In May 1857 India's flourishing capital became the centre of the bloodiest rebellion the British Empire had ever faced. Once a city of cultural brilliance and learning, Delhi was reduced to a battered, empty ruin, and its ruler – Bahadur Shah Zafar II, the last of the Great Mughals – was thrown into exile. The Siege of Delhi was the Raj's Stalingrad: a fight to the death between two powers, neither of whom could retreat.

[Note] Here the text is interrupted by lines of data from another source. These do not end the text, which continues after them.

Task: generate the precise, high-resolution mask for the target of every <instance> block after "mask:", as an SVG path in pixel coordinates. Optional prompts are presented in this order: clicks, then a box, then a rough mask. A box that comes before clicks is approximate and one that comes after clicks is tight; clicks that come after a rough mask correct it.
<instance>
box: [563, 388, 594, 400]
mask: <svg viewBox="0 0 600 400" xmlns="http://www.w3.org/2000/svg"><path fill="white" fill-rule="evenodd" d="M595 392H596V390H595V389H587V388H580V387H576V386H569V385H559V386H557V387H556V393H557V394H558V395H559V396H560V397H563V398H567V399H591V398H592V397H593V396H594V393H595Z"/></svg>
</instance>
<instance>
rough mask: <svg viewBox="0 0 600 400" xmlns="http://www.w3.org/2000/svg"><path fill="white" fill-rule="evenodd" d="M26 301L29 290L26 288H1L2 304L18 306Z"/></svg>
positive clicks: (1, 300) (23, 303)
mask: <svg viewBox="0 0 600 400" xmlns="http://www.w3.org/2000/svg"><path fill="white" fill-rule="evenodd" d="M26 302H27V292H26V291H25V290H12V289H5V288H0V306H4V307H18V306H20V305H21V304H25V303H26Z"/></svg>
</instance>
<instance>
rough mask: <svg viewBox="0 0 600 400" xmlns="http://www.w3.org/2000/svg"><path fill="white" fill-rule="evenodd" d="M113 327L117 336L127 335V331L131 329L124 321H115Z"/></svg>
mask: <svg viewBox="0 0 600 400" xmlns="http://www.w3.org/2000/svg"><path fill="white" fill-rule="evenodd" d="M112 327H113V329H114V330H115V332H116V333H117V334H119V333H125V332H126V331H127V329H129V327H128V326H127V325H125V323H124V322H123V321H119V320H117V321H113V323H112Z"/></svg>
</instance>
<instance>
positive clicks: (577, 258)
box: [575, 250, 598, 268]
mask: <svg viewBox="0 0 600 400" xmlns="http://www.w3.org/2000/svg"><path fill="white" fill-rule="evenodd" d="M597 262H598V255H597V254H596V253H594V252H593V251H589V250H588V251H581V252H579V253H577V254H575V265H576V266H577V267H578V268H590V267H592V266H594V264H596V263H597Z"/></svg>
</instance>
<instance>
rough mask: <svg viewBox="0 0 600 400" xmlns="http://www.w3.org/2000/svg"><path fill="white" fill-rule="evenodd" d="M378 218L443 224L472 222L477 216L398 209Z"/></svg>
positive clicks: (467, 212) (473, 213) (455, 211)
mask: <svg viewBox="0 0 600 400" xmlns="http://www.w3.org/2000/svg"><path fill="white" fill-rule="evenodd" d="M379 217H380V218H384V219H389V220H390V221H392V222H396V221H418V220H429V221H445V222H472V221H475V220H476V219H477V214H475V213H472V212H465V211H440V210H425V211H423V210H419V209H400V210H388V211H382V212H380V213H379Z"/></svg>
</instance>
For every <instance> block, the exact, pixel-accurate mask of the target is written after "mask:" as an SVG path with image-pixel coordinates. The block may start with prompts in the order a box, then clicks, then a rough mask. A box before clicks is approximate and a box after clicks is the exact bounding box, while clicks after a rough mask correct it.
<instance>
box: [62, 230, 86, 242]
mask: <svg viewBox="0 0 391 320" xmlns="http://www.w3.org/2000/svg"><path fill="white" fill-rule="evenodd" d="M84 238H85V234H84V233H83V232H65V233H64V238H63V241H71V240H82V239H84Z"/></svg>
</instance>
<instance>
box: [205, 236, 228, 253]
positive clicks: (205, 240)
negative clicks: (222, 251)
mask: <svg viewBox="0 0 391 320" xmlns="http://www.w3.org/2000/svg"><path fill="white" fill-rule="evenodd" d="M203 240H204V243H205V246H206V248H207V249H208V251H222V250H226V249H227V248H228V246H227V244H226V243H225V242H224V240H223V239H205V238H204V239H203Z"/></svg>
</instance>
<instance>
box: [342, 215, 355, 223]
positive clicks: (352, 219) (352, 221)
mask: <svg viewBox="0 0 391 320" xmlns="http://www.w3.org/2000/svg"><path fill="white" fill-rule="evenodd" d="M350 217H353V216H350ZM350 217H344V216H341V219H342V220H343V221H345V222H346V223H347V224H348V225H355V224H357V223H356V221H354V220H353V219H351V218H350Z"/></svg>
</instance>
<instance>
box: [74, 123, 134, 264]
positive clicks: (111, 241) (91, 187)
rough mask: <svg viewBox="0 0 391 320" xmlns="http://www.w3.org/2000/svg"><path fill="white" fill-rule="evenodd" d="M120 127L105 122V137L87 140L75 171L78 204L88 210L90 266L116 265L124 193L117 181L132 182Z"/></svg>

The Last Mughal tells the story of the doomed Mughal capital, its tragic destruction, and the individuals caught up in one of the most terrible upheavals in history, as an army mutiny was transformed into the largest anti-colonial uprising to take place anywhere in the world in the entire course of the nineteenth century.
PUBLISHERS WEEKLY
In time for the 150th anniversary of the Great Mutiny, the uprising that came close to toppling British rule in India, Dalrymple presents a brilliant, evocative exploration of a doomed world and its final emperor, Bahadur Shah II, descendant of Genghis Khan and Tamerlane. Bahadur, more familiarly known as Zafar, was a reluctant revolutionary: the mutinous sepoys who had murdered every Christian in Delhi proclaimed him their commander, an honor he hadn't sought. British besiegers took the capital in September 1857, followed by massacre, purges and destruction. Zafar died five years later in penury and exile. Dalrymple (White Mughals), however, is primarily concerned with compiling "a portrait of the Delhi he personified, a narrative of the last days of the Mughal capital and its final destruction." In this task, he has been immeasurably aided by his discovery of a colossal trove of documents in Indian national archives in Delhi and elsewhere. Thanks to them Dalrymple can vividly recreate, virtually at street level, the life and death of one of the most glorious and progressive empires ever seen. That the rebels fatefully raised the flag of jihad and dubbed themselves "mujahedin" only adds to the mutiny's contemporary relevance. 24 pages of illus., 16 in color; 2 maps. History Book Club featured selection.